More Strokes Observed Among Young & Healthy COVID Patients – New Study Finds

A new study of stroke patients  hospitalized during the COVID-19 pandemic, has found a higher rate of young and healthy stroke victims, as compared to averages before the pandemic began.

The researchers in 136 hospitals across 32 nations found that some 25% of stroke patients who had also been sick with COVID-19, were under the age of 55,  as compared to onlky 10-15% percent of stroke patients in that age group prior to the pandemic.

The study released in the peer reviewed journal “Stroke” also found that aside from being COVID-positive some 25% of the stroke patients studied had no other obvious risk factors such as high blood pressure, diabetes or smoking. And many of the stroke victims had asymptomatic COVID cases.

The study results correlate with a growing body of anecdotal observations that COVID appears to be an added risk factor for stroke due to the tendency of the virus to stimulate blood clotting, among other pathological responses to the disease.

The study analyzed data from patients who tested positive for the coronavirus after they had been hospitalized for stroke and other serious brain events. Of the 136 different medical centres participating, at least 71 reported a patient who had a stroke during their hospitalization for coronavirus or shortly thereafter.

Of the 432 COVID-positive patients studied, 323 (74.8%) had acute ischaemic stroke, which is the most common kind, 91 (21.1%) intracranial hemorrhage, and 18 (4.2%) cerebral venous or sinus thrombosis.  Most troubling was the high occurrence of ischaemic strokes in younger patients with no known existence of the types of ‘classical’ risk factors that contribute to the onset of stroke, the study’s co-authors stated.

The research should help doctors to better understand “the connection between the coronavirus and strokes in younger patients, as a result of blockages in larger blood vessels,” said one of the study co-authors, Professor Ronen Leker, of the Hebrew University of Jerusalem, in a Hebrew University press release.

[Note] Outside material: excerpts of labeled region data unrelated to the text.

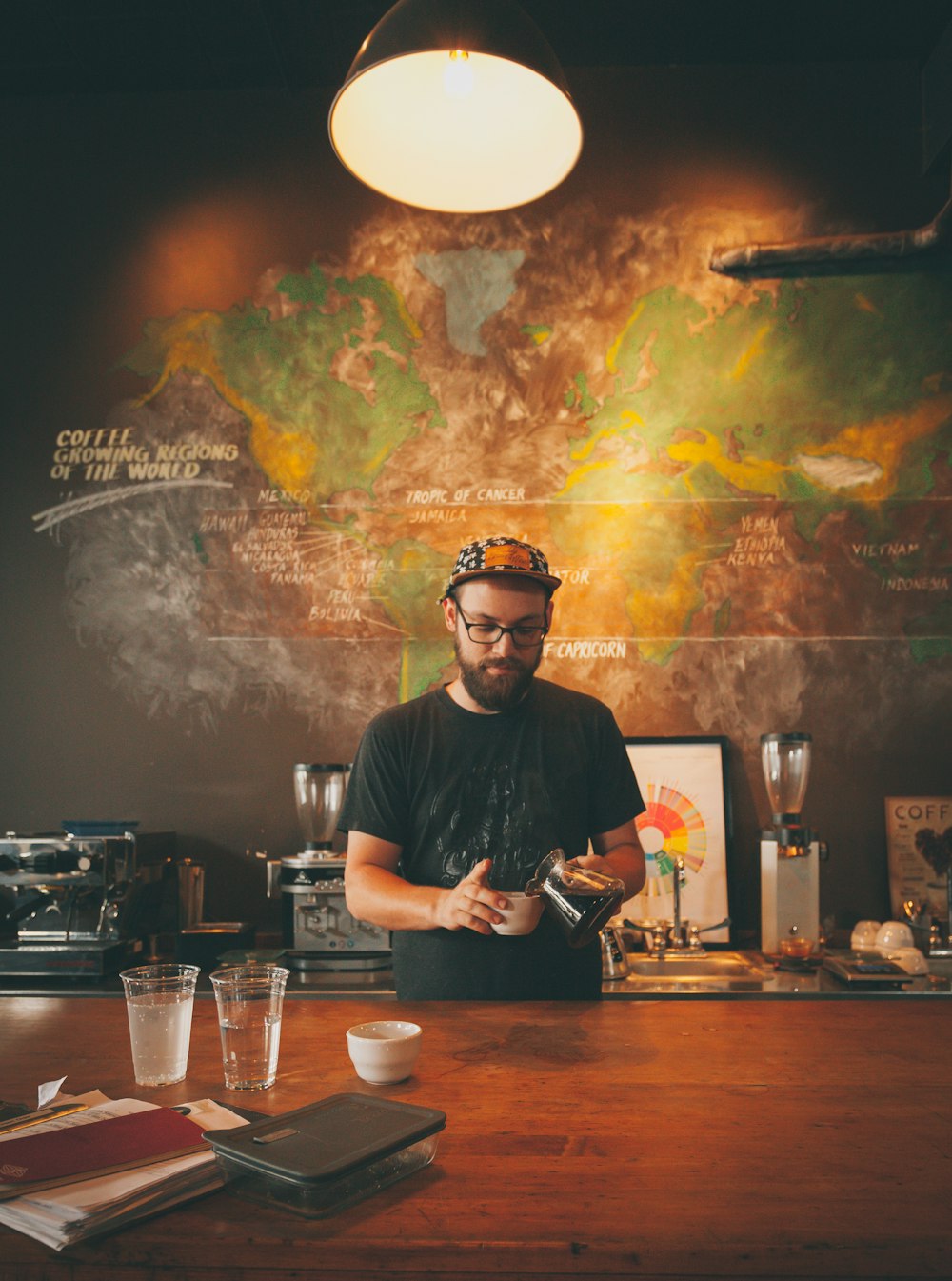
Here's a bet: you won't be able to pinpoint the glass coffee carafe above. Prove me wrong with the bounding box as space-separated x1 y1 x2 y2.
526 850 625 948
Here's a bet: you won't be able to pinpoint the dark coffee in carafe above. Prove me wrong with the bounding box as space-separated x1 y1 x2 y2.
526 850 625 948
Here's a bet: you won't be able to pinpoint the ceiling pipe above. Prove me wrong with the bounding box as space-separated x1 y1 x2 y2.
710 187 952 279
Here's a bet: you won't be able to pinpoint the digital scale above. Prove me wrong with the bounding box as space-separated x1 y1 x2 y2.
823 955 912 988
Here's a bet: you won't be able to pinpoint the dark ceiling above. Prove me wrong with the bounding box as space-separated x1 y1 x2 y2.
0 0 952 96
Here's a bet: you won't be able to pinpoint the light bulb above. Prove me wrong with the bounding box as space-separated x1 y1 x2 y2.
444 49 473 97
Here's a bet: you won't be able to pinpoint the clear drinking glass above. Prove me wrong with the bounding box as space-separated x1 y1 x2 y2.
211 965 289 1091
119 965 199 1085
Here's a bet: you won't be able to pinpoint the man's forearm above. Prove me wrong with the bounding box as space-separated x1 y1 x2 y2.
345 864 446 930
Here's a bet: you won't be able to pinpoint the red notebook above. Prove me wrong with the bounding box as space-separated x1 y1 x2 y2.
0 1108 208 1200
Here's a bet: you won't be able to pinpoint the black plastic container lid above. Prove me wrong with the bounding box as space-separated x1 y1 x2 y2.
205 1094 446 1185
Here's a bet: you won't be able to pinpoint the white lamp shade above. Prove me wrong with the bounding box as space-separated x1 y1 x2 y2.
329 0 582 214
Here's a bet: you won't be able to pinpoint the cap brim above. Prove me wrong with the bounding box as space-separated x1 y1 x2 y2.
449 565 563 591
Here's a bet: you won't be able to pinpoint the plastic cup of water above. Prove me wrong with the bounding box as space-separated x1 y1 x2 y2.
211 965 289 1091
119 965 199 1085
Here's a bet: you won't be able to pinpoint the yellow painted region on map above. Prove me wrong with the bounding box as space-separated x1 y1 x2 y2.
803 394 952 501
383 281 423 339
570 409 645 463
625 549 704 661
605 301 645 374
667 431 789 493
140 311 318 490
555 459 618 498
730 324 771 382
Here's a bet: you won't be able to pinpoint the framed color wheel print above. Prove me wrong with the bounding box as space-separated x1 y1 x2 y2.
620 738 730 943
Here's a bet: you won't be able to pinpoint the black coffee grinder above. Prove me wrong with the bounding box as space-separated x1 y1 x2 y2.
268 765 390 970
760 734 822 955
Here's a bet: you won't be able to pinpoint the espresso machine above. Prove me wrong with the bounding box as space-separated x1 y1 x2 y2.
268 765 390 970
760 734 825 955
0 824 171 979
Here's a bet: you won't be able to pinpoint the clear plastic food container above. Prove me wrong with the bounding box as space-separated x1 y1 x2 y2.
205 1094 446 1218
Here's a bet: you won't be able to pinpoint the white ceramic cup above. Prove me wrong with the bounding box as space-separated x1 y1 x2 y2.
347 1020 423 1085
493 891 545 934
877 921 914 950
849 921 879 951
886 948 929 973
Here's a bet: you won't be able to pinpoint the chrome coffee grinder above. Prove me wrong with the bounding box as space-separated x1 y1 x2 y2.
760 734 822 957
268 764 390 970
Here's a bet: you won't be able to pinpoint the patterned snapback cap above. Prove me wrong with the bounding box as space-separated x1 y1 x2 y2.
445 538 562 595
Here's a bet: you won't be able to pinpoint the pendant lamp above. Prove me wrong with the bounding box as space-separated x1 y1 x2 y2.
328 0 582 214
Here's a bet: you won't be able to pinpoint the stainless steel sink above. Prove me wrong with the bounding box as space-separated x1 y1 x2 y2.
625 951 774 991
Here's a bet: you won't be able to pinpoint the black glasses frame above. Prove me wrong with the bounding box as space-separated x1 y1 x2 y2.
453 601 548 650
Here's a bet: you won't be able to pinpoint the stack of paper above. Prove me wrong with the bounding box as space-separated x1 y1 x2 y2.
0 1091 246 1251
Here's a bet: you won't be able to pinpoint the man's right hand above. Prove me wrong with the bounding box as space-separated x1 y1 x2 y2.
437 858 508 934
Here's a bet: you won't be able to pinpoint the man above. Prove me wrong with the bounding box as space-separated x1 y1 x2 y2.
340 538 645 1000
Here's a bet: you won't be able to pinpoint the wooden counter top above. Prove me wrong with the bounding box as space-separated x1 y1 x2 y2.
0 996 952 1281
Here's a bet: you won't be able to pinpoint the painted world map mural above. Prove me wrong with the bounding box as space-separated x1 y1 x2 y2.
34 204 952 748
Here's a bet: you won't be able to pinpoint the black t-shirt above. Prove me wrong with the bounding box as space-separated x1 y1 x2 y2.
340 678 645 999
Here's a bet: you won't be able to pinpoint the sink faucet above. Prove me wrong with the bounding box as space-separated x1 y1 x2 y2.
669 858 688 951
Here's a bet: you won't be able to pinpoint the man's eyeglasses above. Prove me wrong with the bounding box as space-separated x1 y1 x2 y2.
456 602 548 650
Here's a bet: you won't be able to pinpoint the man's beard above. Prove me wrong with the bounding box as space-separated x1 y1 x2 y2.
453 636 542 712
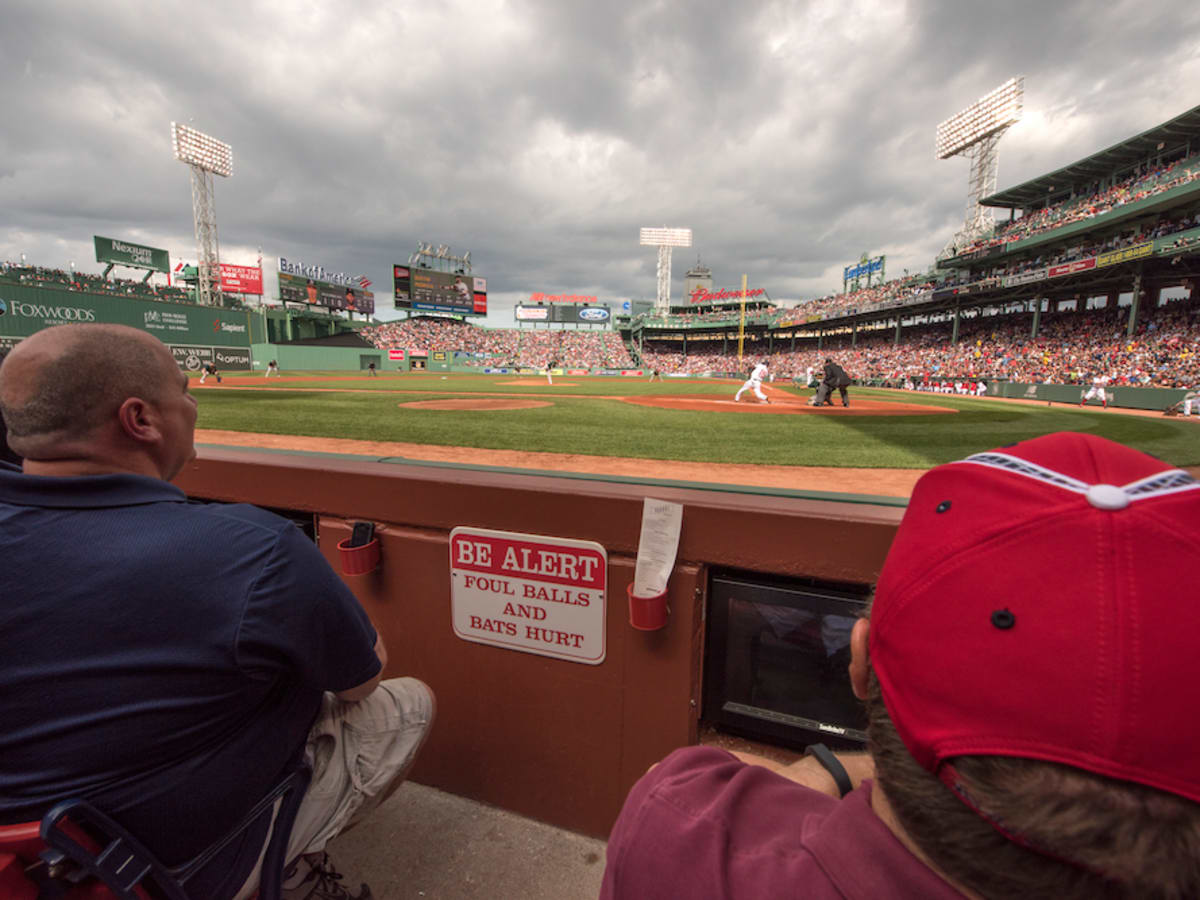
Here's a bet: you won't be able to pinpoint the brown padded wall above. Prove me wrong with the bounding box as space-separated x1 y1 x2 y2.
176 448 902 836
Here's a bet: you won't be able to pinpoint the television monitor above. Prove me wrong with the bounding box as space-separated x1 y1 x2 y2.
703 574 868 750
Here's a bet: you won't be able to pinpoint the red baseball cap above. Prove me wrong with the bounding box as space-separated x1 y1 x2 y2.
870 433 1200 803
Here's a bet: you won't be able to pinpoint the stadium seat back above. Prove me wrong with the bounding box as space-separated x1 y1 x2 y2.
0 764 311 900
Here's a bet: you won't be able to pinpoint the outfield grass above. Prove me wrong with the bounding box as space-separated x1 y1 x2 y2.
198 376 1200 468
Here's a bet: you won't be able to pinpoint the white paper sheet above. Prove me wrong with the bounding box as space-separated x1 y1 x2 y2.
634 497 683 596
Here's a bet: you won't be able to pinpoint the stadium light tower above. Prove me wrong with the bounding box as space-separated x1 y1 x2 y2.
170 122 233 306
641 226 691 312
937 76 1025 257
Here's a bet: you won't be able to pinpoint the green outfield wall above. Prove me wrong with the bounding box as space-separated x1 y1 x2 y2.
0 283 256 370
988 382 1188 409
854 379 1190 409
250 343 393 372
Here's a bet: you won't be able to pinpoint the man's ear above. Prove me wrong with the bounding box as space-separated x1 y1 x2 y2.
116 397 162 444
850 619 871 700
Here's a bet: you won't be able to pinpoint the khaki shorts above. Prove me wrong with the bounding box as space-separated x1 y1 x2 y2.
238 678 434 900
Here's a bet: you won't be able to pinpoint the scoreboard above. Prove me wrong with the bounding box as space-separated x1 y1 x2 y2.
280 272 374 314
392 265 487 316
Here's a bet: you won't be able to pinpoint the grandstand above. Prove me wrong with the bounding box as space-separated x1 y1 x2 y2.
620 107 1200 388
361 316 635 371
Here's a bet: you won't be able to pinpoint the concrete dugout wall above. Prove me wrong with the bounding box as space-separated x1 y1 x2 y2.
176 446 904 836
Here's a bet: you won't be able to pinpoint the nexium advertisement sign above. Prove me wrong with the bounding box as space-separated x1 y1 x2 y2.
92 235 170 272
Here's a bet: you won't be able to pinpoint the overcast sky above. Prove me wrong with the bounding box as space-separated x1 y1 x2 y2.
0 0 1200 325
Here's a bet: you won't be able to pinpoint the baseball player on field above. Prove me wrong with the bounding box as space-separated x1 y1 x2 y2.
733 362 770 403
1079 374 1109 409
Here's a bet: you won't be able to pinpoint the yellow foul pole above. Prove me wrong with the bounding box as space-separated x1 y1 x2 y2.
738 275 746 371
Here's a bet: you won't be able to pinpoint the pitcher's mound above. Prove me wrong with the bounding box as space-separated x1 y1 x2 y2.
396 397 552 412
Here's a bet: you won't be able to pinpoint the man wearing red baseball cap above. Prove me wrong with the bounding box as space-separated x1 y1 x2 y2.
602 433 1200 900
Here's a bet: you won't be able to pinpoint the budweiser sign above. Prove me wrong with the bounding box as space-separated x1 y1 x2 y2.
688 288 767 304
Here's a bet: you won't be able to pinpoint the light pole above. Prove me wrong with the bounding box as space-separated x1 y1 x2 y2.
170 122 233 306
640 227 691 314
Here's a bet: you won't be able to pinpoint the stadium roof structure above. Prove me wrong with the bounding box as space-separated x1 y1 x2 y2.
979 107 1200 209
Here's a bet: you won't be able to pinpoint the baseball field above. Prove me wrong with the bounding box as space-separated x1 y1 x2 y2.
193 372 1200 497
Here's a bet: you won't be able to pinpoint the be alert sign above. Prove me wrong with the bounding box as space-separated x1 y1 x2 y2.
450 527 608 666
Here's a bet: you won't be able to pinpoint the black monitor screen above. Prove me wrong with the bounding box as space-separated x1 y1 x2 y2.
704 576 866 748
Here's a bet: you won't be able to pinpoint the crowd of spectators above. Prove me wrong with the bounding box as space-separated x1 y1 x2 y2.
788 282 934 328
642 301 1200 388
0 263 192 304
958 154 1200 256
944 212 1200 287
360 316 634 368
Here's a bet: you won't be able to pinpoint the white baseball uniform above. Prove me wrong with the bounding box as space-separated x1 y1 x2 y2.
733 362 770 403
1079 376 1109 406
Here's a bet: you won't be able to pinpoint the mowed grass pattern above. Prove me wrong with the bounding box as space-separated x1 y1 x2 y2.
198 374 1200 468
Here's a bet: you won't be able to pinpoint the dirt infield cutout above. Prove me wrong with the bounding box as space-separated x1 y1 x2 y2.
396 397 553 413
622 392 959 416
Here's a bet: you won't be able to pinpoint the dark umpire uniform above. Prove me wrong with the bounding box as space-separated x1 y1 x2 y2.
814 359 852 407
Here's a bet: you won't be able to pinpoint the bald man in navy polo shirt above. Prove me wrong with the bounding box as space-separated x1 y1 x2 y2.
0 325 433 900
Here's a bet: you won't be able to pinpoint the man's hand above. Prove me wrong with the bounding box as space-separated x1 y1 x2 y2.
337 630 388 703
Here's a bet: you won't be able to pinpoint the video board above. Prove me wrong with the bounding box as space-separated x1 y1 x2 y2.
392 265 487 316
512 304 612 325
280 272 374 314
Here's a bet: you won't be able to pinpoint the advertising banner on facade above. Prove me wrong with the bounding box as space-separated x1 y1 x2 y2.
550 304 612 325
280 272 374 313
1096 241 1154 269
167 343 251 372
0 286 250 347
688 288 767 304
221 263 263 294
529 294 599 304
91 235 170 272
512 305 550 322
1049 257 1096 278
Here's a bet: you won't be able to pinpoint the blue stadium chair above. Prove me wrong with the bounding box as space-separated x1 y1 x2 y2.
0 764 312 900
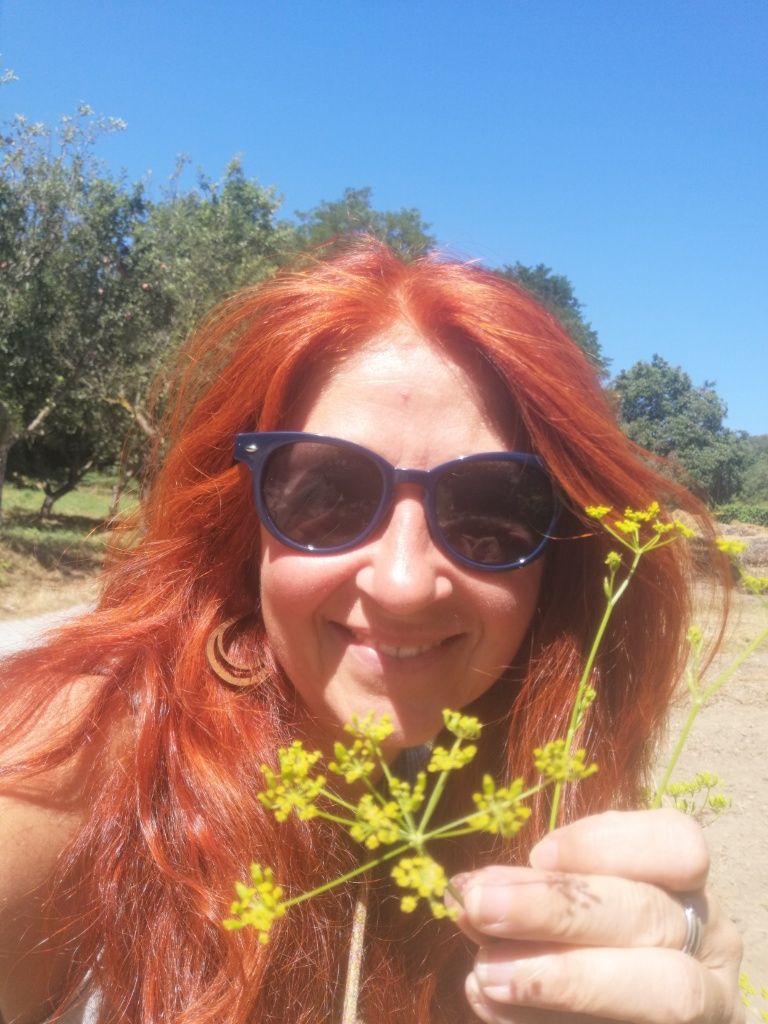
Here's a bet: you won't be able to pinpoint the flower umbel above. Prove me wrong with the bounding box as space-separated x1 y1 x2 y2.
469 775 530 839
392 856 458 921
223 864 286 943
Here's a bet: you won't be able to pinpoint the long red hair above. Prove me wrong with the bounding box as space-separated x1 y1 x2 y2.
3 241 729 1024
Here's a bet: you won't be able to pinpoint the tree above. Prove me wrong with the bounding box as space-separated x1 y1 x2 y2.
0 105 170 513
497 263 610 377
296 188 436 259
611 355 746 504
738 434 768 504
139 158 294 343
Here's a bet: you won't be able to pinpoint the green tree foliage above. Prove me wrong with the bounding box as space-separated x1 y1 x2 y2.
139 159 294 342
296 188 436 259
497 263 610 377
0 105 175 512
611 355 746 504
738 434 768 505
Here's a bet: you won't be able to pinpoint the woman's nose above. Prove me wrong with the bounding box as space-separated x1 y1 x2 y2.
356 485 454 614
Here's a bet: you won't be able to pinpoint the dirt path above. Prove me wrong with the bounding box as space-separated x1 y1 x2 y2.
0 578 768 986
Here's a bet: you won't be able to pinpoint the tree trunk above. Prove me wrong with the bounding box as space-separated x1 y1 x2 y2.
40 459 93 519
0 440 13 523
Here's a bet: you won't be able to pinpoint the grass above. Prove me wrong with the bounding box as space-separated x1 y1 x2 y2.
0 474 137 585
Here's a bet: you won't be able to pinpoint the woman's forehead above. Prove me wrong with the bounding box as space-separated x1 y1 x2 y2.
283 324 519 436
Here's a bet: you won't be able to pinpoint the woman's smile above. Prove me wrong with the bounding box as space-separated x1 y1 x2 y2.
261 326 542 748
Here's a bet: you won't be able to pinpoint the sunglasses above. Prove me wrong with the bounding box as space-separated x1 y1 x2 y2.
234 431 559 572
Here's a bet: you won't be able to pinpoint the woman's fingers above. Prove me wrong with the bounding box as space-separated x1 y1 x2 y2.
530 810 710 892
459 867 716 949
454 811 743 1024
467 943 739 1024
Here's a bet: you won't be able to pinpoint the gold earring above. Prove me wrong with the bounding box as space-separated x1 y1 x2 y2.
206 618 267 686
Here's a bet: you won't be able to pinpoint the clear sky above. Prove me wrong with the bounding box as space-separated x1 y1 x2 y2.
0 0 768 433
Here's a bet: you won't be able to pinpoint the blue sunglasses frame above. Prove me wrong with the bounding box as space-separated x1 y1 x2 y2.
234 430 560 572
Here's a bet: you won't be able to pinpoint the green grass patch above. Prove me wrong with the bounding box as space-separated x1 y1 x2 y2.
0 476 135 571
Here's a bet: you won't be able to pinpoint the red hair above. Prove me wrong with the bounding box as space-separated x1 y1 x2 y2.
4 241 729 1024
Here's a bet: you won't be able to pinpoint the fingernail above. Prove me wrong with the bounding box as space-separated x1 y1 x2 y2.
473 949 513 989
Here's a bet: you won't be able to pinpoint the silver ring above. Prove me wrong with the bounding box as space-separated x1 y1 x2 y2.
682 900 703 956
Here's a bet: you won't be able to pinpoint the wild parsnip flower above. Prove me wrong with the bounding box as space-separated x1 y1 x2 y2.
349 793 401 850
469 775 530 839
442 708 482 739
584 505 610 519
389 771 427 814
605 551 622 572
328 739 376 784
665 771 732 823
392 856 458 921
344 712 394 746
222 864 286 943
258 739 326 821
427 743 477 772
534 739 597 782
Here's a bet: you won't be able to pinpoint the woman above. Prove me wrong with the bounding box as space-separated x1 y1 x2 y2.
0 242 740 1024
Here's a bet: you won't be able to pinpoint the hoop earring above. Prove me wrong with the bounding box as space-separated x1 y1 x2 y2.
206 618 267 687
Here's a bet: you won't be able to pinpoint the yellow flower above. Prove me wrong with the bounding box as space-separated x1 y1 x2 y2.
442 708 482 739
392 856 458 920
328 739 376 783
222 864 286 943
344 712 394 744
258 739 326 821
469 775 530 839
349 794 401 850
584 505 610 519
427 743 477 771
715 537 746 557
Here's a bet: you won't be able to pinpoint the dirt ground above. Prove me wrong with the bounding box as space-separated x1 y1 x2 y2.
0 561 768 986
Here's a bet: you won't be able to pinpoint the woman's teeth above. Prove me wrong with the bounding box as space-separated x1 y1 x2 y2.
377 643 438 657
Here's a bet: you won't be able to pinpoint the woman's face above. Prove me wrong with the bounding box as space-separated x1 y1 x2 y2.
261 326 542 749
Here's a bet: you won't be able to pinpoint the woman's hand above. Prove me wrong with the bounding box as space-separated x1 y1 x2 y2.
455 811 743 1024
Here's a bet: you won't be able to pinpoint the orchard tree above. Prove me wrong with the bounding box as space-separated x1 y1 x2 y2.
611 355 746 505
0 105 171 512
497 263 610 377
738 434 768 505
296 188 436 259
138 158 293 343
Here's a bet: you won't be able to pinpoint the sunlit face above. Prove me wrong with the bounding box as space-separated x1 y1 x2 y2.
261 326 542 749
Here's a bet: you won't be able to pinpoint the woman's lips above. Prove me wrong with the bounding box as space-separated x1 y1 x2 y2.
336 623 458 660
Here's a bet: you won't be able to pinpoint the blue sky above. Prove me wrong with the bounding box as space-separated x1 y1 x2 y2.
0 0 768 433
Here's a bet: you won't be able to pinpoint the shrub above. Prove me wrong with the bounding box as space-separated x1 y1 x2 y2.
715 502 768 526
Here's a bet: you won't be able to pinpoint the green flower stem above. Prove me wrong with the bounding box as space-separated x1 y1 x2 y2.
421 781 552 843
650 627 768 809
283 843 412 909
419 739 461 835
549 544 657 831
321 785 357 814
376 743 421 836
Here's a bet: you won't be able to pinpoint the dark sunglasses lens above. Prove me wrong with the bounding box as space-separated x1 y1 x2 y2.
261 441 383 551
435 459 554 565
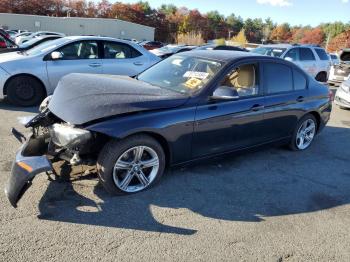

Equally worrisome, 144 of the COVID-positive stroke victims had had no recognizable symptoms from the virus, such as cough, fever; so the COVID diagnosis came only after they were admitted to the hospital for stroke.

Leker added that: “Going forward, we recommend performing COVID testing on all younger patients with strokes, particularly those with no known pre-existing conditions.  I am hopeful and confident that this study will be instrumental in providing a better understanding of the link between COVID-19 and stroke, and provide direct therapeutic benefits to patients.”